Arthur Wood
- Wood pictured in Gillingham colours

Personal information
- Full name: Arthur Basil Wood
- Date of birth: 8 May 1890
- Place of birth: Southampton
- Date of death: 17 January 1977 (aged 86)
- Place of death: Merton
- Height: 5 ft 8 in (1.73 m)
- Position(s): Forward

Senior career*
- Years: Team / Apps / (Gls)
- Fulham
- 1919–1922: Gillingham / 80 / (23)
- Hamilton Academical
- Newport County
- Queens Park Rangers / 20

= Arthur Wood (footballer, born 1890) =

English footballer

Arthur Basil Wood (8 May 1890 – 17 January 1977) was an English footballer. He played professionally for clubs including Gillingham, Fulham and Queens Park Rangers between 1911 and 1925, and made over 100 appearances in The Football League. He also fought in the First World War.

==Career==
Born in Southampton, Wood began his career with local clubs St Mary's Athletic and Eastleigh Athletic before joining Fulham in 1911. He made over twenty first team appearances for the club over the next three years, playing as either an inside forward or centre forward, but only scored one goal. His playing career was interrupted by the First World War, in which he saw active service. During the war he suffered an injury which necessitated the insertion of a metal plate into his forehead.

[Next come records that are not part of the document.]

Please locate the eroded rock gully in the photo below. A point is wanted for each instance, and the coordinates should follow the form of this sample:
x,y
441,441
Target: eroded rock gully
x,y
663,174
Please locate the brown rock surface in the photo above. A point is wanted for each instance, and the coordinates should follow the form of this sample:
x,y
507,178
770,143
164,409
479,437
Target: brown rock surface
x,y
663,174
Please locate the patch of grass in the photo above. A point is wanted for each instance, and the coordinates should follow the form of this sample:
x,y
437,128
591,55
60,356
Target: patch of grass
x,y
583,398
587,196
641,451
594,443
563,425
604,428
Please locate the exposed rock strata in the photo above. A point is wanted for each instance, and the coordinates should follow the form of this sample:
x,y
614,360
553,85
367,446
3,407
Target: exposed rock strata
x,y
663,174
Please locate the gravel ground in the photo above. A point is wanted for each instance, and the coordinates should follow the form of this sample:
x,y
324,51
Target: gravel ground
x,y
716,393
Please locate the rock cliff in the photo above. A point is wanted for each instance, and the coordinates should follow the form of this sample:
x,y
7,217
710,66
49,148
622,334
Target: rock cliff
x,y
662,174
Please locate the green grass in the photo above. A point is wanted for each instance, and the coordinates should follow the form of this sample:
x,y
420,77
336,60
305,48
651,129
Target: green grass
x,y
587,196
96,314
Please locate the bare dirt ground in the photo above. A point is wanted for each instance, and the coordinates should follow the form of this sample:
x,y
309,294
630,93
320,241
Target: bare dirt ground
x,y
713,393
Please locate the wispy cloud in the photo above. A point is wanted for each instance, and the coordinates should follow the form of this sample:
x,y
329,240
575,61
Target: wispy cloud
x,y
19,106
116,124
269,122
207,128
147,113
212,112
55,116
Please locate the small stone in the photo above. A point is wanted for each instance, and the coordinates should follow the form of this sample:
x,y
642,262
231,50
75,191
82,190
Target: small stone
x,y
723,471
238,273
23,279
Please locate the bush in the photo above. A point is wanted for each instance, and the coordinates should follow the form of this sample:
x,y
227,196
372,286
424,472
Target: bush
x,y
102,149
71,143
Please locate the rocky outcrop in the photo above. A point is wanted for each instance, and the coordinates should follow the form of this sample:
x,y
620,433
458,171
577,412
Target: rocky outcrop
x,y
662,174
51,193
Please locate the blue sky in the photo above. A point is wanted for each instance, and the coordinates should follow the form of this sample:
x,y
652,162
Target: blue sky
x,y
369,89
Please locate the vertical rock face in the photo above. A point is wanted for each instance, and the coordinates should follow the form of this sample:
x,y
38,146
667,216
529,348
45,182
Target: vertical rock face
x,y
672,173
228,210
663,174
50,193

This meant that, although he was able to resume his football career after the war, he was never again able to head the ball.

In August 1919 Wood resumed his playing career when he signed for Gillingham, then of the Southern Football League. In his first season with the club, he was top scorer with fourteen goals. At the end of the 1919–20 season, the club was elected into the Football League Third Division, and Wood went on to make 49 appearances for the "Gills" at this level. He left Gillingham in 1922 and had a short spell with Scottish club Hamilton Academical before returning to The Football League with Newport County, for whom he played 12 times. His final professional club was Queens Park Rangers, for whom he made twenty appearances but without scoring a goal. After retiring from professional football he worked at the Regent Palace Hotel and played for the hotel's staff football team. He died in Merton in 1977, aged 86.